Neither execrable enough to warrant being so unceremoniously dumped into theaters, nor so thoroughly loathsome that we should be outraged by its treatment, Scott Stewart's Dark Skies offers passable home-invasion horror of the Close Encounters variety, right down to the screws that loosen themselves, the UFO heat lamps suffusing doorways with light and the bubbling leftovers dumped from the fridge.
Of course, without the distractions of Spielberg's technique and gooney optimism, audiences have too much time to wonder why the aliens here bother playing creepy faerie tricks on this suburban family — snatching photos from frames and hours from lives — before moving in for their real goal, a rote child snatching. Stewart has some lofty ambitions, some of which he almost fulfills. There are a couple good scares, including one doozy from The Birds, but also too much breezed-past, off-the-rack weirdness, including a series of Paranormal Activity-style temporary possessions that demand the actors must stand there, freeze-tag style, with eyes bugged out and mouths wide open.
A welcome J.K. Simmons, playing a Hunter S. Thompson-looking alien abductee, explains that to humanity the motivations of aliens — in this case the "grays" — would make as much sense as a scientist's to a lab rat, but then just moments later announces the galactic pranksters' motivations anyway: Obviously, they're trying to "isolate" this family from the rest of the block — and from each other. That means the final act is of bonding and boarding, the kids and parents getting closer as they barricade the windows of the house.

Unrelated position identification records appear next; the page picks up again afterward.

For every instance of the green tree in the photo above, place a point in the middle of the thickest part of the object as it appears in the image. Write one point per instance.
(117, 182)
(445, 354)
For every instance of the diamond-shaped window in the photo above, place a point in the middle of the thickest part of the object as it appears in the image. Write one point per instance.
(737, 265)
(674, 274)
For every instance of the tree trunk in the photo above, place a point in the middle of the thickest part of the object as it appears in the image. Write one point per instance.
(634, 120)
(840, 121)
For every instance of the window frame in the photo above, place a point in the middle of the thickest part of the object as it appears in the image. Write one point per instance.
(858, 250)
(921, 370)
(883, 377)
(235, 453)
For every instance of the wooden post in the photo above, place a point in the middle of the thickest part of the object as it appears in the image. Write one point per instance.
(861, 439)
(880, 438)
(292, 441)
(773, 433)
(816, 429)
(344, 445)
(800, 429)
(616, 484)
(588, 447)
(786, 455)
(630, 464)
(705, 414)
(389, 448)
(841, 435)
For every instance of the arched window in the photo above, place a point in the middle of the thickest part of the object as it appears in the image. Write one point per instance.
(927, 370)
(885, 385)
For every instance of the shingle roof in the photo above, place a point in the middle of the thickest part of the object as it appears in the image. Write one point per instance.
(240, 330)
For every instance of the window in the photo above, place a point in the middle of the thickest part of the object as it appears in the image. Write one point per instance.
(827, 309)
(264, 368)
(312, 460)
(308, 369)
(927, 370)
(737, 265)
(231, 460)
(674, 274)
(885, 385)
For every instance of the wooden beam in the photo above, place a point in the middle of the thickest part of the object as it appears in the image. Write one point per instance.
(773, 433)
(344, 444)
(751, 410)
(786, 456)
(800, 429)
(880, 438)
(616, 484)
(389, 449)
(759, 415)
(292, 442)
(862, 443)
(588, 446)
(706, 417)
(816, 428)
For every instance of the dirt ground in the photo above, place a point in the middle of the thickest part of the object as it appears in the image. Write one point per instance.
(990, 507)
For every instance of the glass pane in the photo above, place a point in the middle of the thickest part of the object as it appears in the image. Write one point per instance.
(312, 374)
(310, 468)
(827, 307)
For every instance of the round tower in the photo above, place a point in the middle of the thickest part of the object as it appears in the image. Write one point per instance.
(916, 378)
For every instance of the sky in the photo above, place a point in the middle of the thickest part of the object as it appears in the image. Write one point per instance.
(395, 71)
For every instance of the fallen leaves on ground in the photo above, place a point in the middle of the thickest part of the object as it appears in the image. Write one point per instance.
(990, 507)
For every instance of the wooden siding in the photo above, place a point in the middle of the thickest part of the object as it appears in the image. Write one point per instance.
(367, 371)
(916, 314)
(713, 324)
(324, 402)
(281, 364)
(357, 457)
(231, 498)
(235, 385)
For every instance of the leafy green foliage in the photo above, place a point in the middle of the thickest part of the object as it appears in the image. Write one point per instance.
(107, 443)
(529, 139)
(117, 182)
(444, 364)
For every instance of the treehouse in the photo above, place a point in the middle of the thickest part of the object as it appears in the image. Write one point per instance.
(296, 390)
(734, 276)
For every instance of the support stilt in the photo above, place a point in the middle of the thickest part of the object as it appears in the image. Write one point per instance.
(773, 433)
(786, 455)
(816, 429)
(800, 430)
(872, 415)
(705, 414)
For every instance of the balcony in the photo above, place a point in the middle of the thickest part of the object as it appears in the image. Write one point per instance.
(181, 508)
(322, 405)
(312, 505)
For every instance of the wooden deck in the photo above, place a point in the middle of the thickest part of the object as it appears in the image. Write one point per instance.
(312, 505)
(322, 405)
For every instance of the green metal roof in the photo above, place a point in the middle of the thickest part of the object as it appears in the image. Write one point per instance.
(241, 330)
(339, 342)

Keri Russell, as the mother, has moments of excellence; she carves a real performance from a role that mostly demands she wander a dark house in fetching tank tops. Dakota Goyo, as the oldest of the kids, dares to be bluntly uncharismatic in the way of actual 13-year-old boys; he's given an awkward first kiss, a lyric-stoned bike ride and an arc whose real-life humanity suggests that Stewart aspired to make a movie that might mean something to someone. Too bad that what exists of that movie — the one exemplified by a smartly disorienting climactic set-piece steeped in the sex fears of pubescence — is only about half as long as this one.